A typical foul ball enters the stands at speeds between 100 and 110 miles per hour, according to a study that appeared in a 2018 William & Mary Law Review.
That means a fan seated 60 feet from home plate has four-tenths of a second to react — if they are paying close attention to the action.
“Fans today frequently sit more than 20 percent closer to home plate than was the case throughout most of the 20th century,” said study author Nathaniel Grow, an associate professor of business law and ethics at Indiana University’s Kelley School of Business.
“Many foul ball-related injuries could easily be avoided through the installation of additional safety netting at little cost to the team,” the study authors concluded.
The Chicago White Sox are extending protective netting all the way to the foul poles, as @CST_soxvan reported. One down, 29 to go. Your move, every other team. Go ahead and be the one that isn’t prioritizing fan safety.
“When we saw everything that was happening around major league baseball,” the White Sox rep added, we thought it was necessary to make sure that Guaranteed Rate Field was the safest experience for our fans”
“When you combine that with an increase in the speed with which baseballs are being hit into the stands, fans have less time to avoid errant balls or bats heading in their direction,” Grow elaborated.
In addition to all of those valid reasons, people just don’t pay attention anymore at games.

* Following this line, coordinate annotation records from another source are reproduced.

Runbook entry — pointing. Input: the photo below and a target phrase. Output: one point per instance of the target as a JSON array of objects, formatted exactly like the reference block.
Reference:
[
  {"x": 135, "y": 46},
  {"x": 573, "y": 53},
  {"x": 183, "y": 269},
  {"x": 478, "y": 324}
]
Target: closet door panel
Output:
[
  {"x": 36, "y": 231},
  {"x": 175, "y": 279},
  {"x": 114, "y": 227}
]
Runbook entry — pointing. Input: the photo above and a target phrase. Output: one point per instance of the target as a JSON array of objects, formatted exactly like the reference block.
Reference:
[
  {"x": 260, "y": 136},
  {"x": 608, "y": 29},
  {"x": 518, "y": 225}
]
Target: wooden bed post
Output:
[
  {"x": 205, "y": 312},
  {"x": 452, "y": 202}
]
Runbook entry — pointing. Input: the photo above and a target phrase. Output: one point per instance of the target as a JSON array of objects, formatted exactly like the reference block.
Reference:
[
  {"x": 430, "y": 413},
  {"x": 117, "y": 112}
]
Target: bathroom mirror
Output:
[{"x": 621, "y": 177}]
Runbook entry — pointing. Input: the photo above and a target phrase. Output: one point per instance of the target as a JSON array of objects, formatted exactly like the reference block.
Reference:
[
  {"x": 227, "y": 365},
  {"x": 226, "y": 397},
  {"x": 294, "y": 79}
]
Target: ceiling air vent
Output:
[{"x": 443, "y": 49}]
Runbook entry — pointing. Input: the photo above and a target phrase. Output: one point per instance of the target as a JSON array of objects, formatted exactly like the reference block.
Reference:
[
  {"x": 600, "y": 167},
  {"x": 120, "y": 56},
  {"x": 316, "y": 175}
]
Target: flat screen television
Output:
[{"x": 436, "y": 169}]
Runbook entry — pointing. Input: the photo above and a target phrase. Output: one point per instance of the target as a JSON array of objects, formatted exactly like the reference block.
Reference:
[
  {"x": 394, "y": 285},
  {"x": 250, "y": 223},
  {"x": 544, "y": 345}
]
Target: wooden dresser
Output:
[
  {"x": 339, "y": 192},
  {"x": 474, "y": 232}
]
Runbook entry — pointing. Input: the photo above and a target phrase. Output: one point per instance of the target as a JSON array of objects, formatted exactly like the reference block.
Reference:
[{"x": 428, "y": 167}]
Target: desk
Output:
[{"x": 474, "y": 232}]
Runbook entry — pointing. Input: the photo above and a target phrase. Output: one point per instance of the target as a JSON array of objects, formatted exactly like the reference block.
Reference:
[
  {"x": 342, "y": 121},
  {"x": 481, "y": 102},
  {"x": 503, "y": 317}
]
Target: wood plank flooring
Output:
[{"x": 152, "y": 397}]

Technology has taken control of everyone and if people are risking their lives driving while texting at record rates, don’t expect them to be protecting themselves during a baseball game anymore. It’s time for baseball to save the fans from themselves more than anything.
First Baseball Stadium Death In 50 Years
If the death of a 79-year-old woman at Dodger Stadium last August doesn’t compel teams to put up the netting than nothing short of a rule will.

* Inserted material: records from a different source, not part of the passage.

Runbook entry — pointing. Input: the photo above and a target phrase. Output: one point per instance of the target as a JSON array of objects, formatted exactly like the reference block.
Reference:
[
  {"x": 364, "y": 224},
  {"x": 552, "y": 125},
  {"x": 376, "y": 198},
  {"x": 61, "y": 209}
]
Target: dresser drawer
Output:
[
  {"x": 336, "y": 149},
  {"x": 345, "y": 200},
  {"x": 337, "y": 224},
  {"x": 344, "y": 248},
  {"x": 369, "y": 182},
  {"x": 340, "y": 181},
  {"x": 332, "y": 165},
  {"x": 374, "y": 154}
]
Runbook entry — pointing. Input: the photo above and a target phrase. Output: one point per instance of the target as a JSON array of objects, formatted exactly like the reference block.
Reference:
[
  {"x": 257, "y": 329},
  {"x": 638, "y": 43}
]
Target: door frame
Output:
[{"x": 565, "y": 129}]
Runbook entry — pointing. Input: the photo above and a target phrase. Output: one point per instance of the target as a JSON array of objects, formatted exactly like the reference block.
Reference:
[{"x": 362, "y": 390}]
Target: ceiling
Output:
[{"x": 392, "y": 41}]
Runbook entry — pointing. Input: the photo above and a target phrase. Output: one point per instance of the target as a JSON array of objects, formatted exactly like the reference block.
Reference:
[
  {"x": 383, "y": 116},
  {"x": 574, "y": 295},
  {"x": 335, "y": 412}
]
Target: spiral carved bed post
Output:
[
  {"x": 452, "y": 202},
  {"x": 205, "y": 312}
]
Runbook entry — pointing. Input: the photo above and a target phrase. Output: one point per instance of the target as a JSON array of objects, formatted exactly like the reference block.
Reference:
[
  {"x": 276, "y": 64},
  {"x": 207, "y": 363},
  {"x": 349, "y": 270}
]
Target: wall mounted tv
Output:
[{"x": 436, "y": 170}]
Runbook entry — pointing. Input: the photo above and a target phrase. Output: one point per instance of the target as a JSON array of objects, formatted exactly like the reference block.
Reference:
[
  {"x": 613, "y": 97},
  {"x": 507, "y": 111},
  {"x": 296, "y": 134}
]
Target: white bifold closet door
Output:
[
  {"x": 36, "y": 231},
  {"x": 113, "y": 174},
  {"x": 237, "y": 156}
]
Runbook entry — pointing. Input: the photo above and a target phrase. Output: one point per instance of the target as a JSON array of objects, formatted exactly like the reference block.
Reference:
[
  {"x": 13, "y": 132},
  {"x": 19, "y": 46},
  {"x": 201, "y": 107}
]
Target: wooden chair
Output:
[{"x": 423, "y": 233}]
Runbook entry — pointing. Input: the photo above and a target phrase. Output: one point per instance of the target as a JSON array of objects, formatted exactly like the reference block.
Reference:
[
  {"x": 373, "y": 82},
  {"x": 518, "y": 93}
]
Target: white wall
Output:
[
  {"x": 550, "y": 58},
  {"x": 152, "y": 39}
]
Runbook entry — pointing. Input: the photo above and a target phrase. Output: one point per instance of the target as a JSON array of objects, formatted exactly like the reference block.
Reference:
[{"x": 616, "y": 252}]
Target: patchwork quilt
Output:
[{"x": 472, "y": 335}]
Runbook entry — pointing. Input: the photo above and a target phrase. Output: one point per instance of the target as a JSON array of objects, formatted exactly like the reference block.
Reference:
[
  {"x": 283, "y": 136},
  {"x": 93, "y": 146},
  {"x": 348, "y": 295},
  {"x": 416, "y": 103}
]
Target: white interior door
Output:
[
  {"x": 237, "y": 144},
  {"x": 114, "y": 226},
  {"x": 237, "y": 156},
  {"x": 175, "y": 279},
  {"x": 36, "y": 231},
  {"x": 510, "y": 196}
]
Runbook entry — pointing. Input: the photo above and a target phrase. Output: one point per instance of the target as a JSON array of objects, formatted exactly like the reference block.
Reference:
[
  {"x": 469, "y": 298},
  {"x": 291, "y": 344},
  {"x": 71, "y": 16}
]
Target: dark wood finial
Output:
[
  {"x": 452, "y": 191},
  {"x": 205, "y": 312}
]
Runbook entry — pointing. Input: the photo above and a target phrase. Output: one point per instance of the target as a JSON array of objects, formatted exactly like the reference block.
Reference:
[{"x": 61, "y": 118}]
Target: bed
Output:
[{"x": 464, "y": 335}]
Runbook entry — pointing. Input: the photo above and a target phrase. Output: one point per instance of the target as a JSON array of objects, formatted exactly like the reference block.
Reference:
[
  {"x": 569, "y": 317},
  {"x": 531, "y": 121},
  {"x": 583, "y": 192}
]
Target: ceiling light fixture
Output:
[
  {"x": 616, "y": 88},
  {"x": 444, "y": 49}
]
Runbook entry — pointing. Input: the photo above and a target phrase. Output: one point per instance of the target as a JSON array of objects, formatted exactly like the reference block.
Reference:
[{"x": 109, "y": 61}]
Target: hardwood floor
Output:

Via Post: “”Erwin Goldbloom was at a game at Dodger Stadium last August with his wife, Linda, when she was struck in the head by a foul ball and later died at the hospital of a fatal brain injury…the team offered to hold a moment of silence for Linda before a 2019 game, but Goldbloom declined, asking instead for something more tangible.
“We don’t need their sympathy. We want action,” Goldbloom told ESPN’s “Outside the Lines” in late March of 2019. “If they agree to make changes to improve safety for fans, then I’ll go down there.”
The couple was sitting on the first-base side of home plate for the Dodgers’ Aug. 25 game last season. A Padres batter hit a foul ball that cleared the protective netting and hit Linda, 79. She died four days later, though it went largely out of the public eye until ESPN confirmed in February from the coroner’s report that her cause of death was “acute intracranial hemorrhage due to history of blunt force trauma” from the baseball hitting her.
According to the Washington Post, it was the first time in 50 years that someone died at an MLB stadium from being hit by a baseball. That’s one more time too many.
MLB is stubborn when it comes to protecting tradition, but finally, the Chicago White Sox have taken the lead in protecting fans and the conscience of players, other stadiums would be wise to follow suit before someone else dies.